Israeli army shows underground ‘weapons factory’ in Gaza
Israel’s military showed journalists what a spokesman described as a cluster of weapons factories and tunnels used by Hamas fighters in Gaza to manufacture rockets, AFP reports.
Soldiers leading a media tour in Bureij refugee camp in the central Gaza Strip said that what looked like cement factories and other industrial facilities were in fact used to make missiles and shells stored in deep shafts.
Stood in a large hut with sunshine streaking through the gaps in the wall, army spokesman Daniel Hagari held what he said were detonators for rockets capable of hitting targets 100 kilometres away — a range covering much of central and southern Israel.
He told reporters at the site that “this factory was built embedded with Salah al-Din Road,” a major north-south route also used to transport humanitarian aid into the besieged territory.
The army said in a statement issued later that it was “the largest weapons production site found since the beginning” of the bombardment.

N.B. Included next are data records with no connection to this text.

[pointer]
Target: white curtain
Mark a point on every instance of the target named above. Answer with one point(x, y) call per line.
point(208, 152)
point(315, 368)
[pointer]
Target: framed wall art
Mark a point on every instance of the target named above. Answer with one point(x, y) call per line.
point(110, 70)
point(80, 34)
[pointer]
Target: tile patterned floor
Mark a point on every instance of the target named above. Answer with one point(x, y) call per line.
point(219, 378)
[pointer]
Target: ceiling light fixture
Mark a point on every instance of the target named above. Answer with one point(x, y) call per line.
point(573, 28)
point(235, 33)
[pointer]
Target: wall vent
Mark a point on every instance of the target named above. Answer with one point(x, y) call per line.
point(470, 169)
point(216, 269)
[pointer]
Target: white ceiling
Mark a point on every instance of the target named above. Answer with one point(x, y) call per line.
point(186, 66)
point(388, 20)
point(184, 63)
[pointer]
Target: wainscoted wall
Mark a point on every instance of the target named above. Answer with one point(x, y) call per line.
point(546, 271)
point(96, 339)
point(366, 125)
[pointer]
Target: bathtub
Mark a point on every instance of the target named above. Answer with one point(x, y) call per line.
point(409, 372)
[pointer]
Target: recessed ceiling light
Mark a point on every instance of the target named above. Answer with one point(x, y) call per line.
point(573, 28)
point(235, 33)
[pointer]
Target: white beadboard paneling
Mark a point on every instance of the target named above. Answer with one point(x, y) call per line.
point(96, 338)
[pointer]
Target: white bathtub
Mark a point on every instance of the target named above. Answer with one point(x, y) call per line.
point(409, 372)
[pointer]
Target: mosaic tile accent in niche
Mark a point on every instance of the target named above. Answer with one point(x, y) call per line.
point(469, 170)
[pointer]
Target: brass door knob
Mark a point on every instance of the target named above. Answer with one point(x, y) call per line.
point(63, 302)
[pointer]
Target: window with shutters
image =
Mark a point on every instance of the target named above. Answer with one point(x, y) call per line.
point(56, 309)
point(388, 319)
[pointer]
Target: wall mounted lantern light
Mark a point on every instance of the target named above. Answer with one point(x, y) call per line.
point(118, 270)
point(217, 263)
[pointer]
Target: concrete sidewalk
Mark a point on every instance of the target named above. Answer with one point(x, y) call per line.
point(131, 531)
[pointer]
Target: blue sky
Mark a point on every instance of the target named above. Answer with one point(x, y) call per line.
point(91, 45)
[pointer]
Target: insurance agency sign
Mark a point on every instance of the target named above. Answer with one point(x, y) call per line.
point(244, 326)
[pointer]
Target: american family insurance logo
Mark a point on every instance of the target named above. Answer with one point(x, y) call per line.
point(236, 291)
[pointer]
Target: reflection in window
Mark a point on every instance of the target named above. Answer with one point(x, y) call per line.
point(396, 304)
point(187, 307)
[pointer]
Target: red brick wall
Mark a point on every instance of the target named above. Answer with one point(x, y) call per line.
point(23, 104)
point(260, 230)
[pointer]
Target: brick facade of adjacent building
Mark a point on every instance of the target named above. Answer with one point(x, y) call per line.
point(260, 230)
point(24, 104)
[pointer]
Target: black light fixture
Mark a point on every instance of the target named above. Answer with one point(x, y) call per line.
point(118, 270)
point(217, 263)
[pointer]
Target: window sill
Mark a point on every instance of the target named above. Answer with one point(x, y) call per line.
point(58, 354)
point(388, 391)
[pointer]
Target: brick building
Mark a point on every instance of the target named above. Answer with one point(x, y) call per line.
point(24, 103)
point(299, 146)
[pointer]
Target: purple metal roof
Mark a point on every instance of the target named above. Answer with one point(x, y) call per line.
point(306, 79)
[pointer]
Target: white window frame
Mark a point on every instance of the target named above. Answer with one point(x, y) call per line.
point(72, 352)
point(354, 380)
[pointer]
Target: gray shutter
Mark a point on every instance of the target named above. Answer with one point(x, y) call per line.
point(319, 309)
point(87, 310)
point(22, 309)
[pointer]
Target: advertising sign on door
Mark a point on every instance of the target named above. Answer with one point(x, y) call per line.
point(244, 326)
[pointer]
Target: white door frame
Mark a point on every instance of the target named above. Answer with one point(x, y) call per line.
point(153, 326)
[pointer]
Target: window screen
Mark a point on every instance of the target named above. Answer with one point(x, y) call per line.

Some of the shafts were 30 meters (100 feet) deep and the tunnels formed a network that connected to Hamas fighters throughout Gaza, the statement said.
Bureij, just south of Gaza City, was home to more than 45,000 people before the Israeli bombardment of Gaza began in early October, according to data from the UN Agency for Palestinian Refugees, UNRWA.
But many have fled the violence, and the areas shown to journalists during the army tour looked abandoned with no Palestinians in sight.
Israeli bulldozers crashed through a wrecked landscape, churning up tracts of dirt between badly damaged buildings as they tried to flatten the land and secure the area.